Changing the grid updates the current page for everyone at the table.

Settings panel

Hold Shift while dragging an asset to snap it to the nearest cell. Assets that cover several cells align to the grid based on their footprint.

With an asset selected:

  • Press an arrow key to move it by one cell.
  • Hold Shift and press an arrow key to move it by five cells.
  • Hold Shift while resizing to snap its size to grid increments.

Without Shift, dragging and resizing stay freeform even while the grid is visible.

Select one or more assets to open the Grid Tools actions.

Grid Tools

Moves each selected asset to the nearest cell. When several selected assets would land in the same cell, Maps spreads them into nearby cells.

Scales each selected asset proportionally to fit one cell, then centers it in the nearest cell.

Creates copies above, below, left, or right of the selected assets at one-cell intervals. Choose a direction and the number of copies.

This is useful for repeated floor tiles, walls, trees, seats, or other regular map elements.

Enable auto-resize in the Asset Library to fit newly placed assets into one grid cell.
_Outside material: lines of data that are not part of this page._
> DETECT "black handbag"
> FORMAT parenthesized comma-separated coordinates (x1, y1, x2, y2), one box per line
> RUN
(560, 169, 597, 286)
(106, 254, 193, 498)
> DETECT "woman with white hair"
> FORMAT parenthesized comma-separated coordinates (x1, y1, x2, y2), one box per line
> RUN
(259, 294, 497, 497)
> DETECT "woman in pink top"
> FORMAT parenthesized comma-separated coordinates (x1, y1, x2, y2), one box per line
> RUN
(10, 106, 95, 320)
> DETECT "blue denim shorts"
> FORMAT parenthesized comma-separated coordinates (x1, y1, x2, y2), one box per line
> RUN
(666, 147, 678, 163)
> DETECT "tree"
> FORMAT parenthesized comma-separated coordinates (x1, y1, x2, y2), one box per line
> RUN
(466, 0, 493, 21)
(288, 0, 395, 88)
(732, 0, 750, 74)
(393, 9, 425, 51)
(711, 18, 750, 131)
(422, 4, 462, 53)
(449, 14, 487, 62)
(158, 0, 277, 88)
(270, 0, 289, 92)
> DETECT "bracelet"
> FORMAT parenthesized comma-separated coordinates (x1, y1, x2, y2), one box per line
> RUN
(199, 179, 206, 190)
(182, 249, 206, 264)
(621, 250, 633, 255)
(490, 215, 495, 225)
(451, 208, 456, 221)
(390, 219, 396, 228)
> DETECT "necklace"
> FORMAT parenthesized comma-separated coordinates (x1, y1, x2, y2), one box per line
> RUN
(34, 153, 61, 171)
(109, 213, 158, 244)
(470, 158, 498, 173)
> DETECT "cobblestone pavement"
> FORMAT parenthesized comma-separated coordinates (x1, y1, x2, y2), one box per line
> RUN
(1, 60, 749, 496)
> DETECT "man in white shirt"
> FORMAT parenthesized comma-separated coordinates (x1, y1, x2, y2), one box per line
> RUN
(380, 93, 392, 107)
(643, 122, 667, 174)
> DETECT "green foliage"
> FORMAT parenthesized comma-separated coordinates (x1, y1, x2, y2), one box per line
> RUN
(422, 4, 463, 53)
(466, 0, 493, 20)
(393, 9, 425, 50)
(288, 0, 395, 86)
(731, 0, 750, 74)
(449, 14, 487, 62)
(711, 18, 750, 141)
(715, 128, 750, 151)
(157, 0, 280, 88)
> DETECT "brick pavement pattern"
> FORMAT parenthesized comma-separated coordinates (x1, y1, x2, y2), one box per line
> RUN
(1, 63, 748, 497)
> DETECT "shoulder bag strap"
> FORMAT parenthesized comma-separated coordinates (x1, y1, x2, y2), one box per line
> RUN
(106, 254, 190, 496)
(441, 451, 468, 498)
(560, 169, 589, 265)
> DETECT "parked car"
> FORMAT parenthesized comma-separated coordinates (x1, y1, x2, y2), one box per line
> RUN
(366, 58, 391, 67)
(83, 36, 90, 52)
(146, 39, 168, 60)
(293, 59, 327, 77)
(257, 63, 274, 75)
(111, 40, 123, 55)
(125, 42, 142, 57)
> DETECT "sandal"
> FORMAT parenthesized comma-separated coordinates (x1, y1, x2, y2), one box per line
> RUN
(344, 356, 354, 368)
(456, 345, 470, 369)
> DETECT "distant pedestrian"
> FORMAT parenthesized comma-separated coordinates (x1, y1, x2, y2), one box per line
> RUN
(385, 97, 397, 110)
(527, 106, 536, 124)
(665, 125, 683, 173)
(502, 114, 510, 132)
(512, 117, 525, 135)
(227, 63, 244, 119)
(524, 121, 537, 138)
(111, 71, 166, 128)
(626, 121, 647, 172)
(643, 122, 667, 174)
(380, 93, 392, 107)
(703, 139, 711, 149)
Existing assets aren’t changed when you turn the setting on.

  1. Set the cell size to match the tiles.
  2. Enable auto-resize to grid.
  3. Place the first tile from the Asset Library.
  4. Use Duplicate in a Direction to build rows and columns.
  5. Flip repeated tiles with Shift+F or Shift+V for variation.
  6. Move the finished background pieces onto a locked layer.

Demo showing how flipping tiles can be very useful when building with tiles

You can split a packed tile image before building. See Spritesheet Import.

  • If a printed grid is part of the background image, adjust the cell size until both grids match.
  • If tokens don’t land where expected, check whether the page uses square, pointy-top hex, or flat-top hex cells.
  • If the grid hides the art, lower its opacity or choose a closer color.
  • If background pieces keep moving during play, put them on a locked layer.